Building Stage 3 HR excellence

After much thought on both the need for, and shortage of, Stage 3 HR managers, here are the seven steps I recommend to HR chiefs who want to become a Stage 3 HR leader.

1. Ironically, the most important step is to avoid fast-forwarding past good execution in stages 1 and 2. Make sure you have a HR team that delivers transactions flawlessly and helps build organisational capability through effective business partnering.

2. Understand the key differentiators of success for your company and find ways to contribute unique value in these areas.

3. Take risks and act with courage; remember the saying: "Go out on the limb - that's where all the fruit is."

4. Get yourself assigned to projects that are tasked with changing your company's business model.

5. If at all possible, take a line rotational assignment or a line assignment out of your home country.

6. Get to know your company's key customers and visit with them periodically.

7. Be a forceful and articulate communicator of HR's contributions to your company's future.

Uncertainty is uncomfortable.

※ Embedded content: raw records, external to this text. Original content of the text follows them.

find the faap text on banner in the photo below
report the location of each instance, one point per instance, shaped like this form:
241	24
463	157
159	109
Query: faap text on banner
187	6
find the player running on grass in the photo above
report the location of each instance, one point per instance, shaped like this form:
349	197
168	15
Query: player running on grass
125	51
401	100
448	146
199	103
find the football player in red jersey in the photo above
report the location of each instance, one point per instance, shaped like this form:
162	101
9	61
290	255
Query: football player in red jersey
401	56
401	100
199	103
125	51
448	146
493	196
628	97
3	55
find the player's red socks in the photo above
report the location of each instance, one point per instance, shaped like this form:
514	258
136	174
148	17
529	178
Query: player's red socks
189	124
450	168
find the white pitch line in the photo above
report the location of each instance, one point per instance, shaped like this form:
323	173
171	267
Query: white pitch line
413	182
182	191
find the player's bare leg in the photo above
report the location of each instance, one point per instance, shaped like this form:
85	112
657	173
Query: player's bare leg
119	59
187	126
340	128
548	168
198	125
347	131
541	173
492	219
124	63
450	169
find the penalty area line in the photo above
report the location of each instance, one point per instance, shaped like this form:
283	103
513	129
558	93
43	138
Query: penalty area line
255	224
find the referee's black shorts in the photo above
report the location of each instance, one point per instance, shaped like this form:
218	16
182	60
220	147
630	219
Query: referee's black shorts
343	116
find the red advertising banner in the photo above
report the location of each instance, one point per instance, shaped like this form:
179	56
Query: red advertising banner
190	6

Yet, uncertainty almost always paves the way that creates opportunity for those willing to take the risks associated with navigating through unchartered waters. We find ourselves in perilous seas today, and there is little question that it is mettle-testing time for us all. As such, it is time to stand tall, shoulders square to the wind, ready to meet today's challenges with enthusiasm, not dread. By building high-flex, high-value HR leaders and teams, companies will, at last, see the potential that has too long lay dormant. HR executives, take advantage of your moment to lead. CEOs, help them.

Doug Ready (dready@icedr.org) is Visiting Professor of Organisational Behaviour at London Business School and Founder and President of ICEDR, The International Consortium for Executive Development Research, a global talent management network based in Lexington, Massachusetts.